The other day while talking to some extended family members, one of them said that since I was going to visit the Second Born and be with him for a week, I could cook for him, and for his friends too. You know the maa ke haath ka khana (food made by mother), the taste of home-cooked food that can never be recreated elsewhere and all that blah blah that is hyped so much. Little do people realize it is not motherhood that makes the food a mother makes tasty, it is the fact that she is YOUR mother and YOU have come to associate what she makes with her affection for you. Of course the fact that she has been slogging for years at the same job and is probably an expert at it cannot be discounted.
Anyway, leaving that digression aside and getting back on track, I repeated that conversation, about cooking for him, to the Second Born Son, as we sat gobbling the Maggi noodles he had made for me on the day I landed at his place. He said,
“But you have come to MY place. I should be making something for you!”
If you remember, I had written about a role reversal that had happened when I visited the First Born (link). It was no different this time here at the Second Born’s place. Ping me when you are hungry, I will order something for you for lunch, he says as he walks out of the apartment. And oh, the hot water for your bath is in the bucket in the bathroom. Then again, What do you want for dinner? I will take you to this place which has some awesome food. Next comes weekend plans. What do you want to do during the weekend? I tentatively suggest I’d like to go to the Botanical Gardens, but perhaps he will be bored, I say. That doesn’t matter, he replies, I will take you. But then we couldn’t for a different reason altogether, instead we roamed the craft village, Shilparamam (link), and took quite a few pictures of the place. I even found a couple of birds on the trees there, impressing the son with my ability to tune into their sounds and also spot them high on the branches. Next, there are the hours we spent at the mall. He walked with me in and out of shops as I tried outfit after outfit, not in the least bit ruffled, in fact suggesting that I check one more of the shops that I had missed. Well if you think I marveled at his patience, you’d be right. Never, not once, did he hurry me.
I have people, especially men, remark that there is some age when boys do not want their parents in the vicinity when their friends are around. Frankly speaking, I have not known such a stage. When was that supposed to be? His friends used to be in and out of our house in his student days, and I had always been part of their group and conversations. I have also been dragged off to movies along with them. This time too he took me for a movie and dinner, with his friends.
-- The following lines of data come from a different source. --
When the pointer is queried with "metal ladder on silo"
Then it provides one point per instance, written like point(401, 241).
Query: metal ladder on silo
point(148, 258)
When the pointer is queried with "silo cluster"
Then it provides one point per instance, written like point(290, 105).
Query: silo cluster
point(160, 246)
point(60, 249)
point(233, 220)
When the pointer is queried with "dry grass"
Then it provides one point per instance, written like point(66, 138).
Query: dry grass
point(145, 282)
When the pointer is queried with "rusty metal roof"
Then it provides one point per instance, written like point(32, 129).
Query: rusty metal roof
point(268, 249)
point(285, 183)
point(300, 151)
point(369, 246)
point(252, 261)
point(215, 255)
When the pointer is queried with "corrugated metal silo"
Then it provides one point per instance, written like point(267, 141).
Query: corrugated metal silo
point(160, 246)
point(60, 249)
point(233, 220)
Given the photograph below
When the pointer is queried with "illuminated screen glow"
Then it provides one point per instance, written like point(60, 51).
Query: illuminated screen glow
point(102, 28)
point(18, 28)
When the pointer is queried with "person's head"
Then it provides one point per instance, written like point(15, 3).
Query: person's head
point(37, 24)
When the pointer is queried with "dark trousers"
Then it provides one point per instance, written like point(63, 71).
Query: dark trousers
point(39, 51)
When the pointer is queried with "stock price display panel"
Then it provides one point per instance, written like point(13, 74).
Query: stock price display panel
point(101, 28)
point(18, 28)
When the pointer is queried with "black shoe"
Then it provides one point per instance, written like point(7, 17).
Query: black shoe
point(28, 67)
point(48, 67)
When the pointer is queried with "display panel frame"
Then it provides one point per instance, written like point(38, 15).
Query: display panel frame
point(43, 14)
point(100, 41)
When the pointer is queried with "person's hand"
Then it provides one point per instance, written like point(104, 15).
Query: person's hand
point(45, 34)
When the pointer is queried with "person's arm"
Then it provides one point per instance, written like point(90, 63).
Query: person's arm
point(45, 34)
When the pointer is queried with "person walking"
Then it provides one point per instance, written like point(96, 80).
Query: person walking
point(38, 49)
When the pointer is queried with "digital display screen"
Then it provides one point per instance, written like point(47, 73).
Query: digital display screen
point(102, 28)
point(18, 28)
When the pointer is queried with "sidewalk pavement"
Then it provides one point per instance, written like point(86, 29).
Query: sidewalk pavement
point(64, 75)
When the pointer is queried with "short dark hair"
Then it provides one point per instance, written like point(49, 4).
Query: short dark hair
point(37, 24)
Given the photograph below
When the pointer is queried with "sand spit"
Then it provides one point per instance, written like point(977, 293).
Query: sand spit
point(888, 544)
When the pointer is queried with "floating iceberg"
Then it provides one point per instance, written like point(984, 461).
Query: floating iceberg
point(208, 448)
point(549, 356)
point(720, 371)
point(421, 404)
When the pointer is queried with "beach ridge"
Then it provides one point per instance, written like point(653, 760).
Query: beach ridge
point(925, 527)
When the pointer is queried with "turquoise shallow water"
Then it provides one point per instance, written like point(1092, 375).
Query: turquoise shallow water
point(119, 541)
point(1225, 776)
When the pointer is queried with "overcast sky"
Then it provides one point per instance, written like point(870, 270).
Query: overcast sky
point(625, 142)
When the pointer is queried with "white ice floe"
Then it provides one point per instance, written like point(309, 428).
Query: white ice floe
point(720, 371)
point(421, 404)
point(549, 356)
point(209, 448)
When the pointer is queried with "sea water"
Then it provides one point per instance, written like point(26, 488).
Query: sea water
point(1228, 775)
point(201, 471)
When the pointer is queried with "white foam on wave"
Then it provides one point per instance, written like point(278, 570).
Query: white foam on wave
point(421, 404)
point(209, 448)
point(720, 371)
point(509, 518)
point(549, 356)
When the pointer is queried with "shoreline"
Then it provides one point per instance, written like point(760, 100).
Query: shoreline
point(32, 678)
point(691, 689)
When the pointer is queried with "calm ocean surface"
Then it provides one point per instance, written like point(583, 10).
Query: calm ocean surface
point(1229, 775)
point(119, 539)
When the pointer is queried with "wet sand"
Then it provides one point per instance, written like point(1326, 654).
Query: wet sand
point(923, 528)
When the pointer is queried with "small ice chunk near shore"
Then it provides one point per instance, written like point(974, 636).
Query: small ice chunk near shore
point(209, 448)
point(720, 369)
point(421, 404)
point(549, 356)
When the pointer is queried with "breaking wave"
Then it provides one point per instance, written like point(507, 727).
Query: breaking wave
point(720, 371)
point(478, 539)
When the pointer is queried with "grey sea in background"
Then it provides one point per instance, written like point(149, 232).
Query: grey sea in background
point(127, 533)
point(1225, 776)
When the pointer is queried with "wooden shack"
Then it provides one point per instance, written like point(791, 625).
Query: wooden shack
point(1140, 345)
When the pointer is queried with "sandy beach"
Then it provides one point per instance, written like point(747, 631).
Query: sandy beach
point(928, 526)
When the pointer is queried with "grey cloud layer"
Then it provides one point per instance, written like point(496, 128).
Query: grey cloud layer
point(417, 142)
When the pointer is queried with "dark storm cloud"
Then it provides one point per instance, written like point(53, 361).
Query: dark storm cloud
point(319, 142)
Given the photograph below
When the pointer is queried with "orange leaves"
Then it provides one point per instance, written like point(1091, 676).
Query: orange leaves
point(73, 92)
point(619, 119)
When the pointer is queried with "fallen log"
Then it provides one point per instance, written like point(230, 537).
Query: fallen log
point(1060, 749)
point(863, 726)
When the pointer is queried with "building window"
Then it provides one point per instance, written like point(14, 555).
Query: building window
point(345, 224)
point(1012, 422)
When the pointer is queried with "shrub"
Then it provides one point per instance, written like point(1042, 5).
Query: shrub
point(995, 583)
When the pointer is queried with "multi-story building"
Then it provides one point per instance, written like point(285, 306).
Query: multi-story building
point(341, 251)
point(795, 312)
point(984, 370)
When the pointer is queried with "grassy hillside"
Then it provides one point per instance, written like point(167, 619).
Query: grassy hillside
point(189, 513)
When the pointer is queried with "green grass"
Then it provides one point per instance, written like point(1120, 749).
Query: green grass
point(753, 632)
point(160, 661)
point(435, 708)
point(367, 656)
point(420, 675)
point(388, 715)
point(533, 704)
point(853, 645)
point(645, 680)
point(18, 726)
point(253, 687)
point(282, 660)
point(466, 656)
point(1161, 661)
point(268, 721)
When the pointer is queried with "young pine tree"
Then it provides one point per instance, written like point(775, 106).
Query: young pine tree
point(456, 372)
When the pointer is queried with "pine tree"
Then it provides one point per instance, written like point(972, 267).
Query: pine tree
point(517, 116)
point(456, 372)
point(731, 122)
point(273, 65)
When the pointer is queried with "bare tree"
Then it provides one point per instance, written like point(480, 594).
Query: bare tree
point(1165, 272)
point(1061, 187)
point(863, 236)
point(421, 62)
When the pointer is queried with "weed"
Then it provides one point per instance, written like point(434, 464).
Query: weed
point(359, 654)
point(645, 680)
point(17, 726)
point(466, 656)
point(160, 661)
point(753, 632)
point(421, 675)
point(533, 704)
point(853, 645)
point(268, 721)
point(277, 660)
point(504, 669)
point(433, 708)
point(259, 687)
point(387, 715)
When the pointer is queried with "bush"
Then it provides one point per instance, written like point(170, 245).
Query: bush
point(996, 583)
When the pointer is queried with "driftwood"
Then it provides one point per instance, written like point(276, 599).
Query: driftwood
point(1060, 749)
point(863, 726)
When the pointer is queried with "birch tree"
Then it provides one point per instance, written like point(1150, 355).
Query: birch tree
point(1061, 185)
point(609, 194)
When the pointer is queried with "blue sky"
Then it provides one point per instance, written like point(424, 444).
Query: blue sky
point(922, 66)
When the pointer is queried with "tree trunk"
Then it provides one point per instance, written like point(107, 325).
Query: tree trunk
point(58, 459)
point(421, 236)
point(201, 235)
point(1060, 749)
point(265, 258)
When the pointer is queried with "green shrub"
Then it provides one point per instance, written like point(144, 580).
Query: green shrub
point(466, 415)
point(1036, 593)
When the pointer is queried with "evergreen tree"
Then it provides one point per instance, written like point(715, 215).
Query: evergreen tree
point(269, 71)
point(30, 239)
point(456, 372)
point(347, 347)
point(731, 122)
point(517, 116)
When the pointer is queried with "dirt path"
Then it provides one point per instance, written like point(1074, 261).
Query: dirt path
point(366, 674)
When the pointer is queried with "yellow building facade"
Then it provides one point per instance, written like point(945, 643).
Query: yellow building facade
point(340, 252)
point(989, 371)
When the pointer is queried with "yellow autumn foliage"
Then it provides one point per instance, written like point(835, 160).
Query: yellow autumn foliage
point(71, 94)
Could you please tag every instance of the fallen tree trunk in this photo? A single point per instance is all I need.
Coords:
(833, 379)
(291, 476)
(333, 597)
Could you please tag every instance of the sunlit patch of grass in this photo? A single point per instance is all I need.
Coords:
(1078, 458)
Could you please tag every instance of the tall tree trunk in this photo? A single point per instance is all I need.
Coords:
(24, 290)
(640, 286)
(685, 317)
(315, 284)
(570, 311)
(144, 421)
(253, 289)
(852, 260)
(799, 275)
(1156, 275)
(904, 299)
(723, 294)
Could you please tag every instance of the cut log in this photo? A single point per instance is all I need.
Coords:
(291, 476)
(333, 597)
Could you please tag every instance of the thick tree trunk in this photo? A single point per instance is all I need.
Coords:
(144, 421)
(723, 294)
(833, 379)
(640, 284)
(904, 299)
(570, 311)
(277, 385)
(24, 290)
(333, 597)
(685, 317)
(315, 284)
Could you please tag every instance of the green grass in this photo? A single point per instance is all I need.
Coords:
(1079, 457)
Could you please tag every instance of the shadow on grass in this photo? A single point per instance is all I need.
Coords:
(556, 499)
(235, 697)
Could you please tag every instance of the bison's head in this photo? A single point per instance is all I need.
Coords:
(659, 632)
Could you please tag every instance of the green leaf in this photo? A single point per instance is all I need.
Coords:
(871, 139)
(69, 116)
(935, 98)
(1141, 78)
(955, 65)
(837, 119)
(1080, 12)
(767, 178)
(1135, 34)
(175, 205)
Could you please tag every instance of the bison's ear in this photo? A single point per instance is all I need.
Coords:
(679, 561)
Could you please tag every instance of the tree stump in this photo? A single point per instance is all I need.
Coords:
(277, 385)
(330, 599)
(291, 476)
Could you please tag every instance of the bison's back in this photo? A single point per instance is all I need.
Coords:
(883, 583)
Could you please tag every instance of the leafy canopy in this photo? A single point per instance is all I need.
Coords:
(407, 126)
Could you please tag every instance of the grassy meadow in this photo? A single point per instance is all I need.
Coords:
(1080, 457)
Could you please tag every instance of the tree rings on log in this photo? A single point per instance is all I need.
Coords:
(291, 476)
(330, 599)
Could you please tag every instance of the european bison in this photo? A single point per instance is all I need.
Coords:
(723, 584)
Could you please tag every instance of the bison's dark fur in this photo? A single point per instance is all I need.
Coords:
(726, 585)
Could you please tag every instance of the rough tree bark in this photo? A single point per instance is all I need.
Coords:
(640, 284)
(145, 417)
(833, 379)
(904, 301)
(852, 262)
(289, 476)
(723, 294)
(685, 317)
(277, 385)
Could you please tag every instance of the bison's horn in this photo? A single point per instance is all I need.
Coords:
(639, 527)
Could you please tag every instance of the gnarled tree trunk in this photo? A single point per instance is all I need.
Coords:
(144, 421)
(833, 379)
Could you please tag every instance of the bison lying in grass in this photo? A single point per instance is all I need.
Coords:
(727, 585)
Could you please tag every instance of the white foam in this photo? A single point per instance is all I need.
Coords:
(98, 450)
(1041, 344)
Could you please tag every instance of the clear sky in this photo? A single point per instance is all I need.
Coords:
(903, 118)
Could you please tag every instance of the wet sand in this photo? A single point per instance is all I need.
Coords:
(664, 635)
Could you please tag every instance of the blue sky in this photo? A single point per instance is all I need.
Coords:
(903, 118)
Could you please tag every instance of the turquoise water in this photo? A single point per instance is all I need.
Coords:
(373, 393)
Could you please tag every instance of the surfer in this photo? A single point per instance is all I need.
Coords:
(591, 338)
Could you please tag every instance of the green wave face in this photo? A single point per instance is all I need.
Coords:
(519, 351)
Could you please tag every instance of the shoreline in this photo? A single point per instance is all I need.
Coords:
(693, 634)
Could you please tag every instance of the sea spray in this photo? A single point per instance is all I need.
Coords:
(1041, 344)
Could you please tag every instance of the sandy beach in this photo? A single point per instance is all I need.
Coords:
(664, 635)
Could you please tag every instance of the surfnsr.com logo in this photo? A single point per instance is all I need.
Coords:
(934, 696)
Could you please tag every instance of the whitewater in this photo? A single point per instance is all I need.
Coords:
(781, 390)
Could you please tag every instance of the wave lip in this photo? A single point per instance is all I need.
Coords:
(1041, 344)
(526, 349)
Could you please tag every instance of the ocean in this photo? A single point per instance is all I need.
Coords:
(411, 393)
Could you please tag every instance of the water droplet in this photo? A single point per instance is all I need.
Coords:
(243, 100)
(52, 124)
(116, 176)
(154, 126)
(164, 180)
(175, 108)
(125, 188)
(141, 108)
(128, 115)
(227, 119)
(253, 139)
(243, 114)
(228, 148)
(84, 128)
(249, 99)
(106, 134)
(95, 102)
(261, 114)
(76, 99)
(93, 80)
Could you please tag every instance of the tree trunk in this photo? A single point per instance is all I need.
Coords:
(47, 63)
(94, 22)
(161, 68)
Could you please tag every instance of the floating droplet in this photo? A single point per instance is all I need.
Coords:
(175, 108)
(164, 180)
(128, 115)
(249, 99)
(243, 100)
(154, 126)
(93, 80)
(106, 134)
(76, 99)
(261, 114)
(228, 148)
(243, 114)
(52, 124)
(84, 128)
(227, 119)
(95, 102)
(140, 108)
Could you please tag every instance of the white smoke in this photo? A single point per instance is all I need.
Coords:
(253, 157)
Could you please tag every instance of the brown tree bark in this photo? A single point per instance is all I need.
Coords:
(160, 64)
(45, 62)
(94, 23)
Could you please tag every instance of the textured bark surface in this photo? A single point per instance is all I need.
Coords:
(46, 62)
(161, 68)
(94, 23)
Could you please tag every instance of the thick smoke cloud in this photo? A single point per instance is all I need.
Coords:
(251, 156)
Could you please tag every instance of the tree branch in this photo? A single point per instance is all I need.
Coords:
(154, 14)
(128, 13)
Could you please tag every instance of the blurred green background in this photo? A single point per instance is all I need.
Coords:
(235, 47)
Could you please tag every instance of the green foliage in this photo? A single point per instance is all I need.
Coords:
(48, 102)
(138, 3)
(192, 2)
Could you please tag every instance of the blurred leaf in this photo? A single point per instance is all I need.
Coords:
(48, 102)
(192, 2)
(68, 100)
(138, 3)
Oh yes, the sons have their faults, like any other humans. The messy rooms at times look appalling. But they have also learned to tidy things up on their own. My offer to do that is turned down, and unlike the typical Indian mothers, I don’t press the matter or interfere in the way they function. A little untidiness (even lots for that matter) never hurt anyone, is what I feel. And even if it did, my role in all this was over long back. The lessons had been taught and now it is up to them to apply it as they choose fit, in their lives. Another thing is they rarely remember to call. But then I have no complaints, because I call them up whenever I want to. It is the same, isn’t it? Besides, anytime I ping them, they respond immediately, if they possibly can.
When I look back and ruminate, I can think of a lot of things that we have done wrong as parents. And yet, we must surely have done some things right as parents too, to enjoy the concern and care of our children.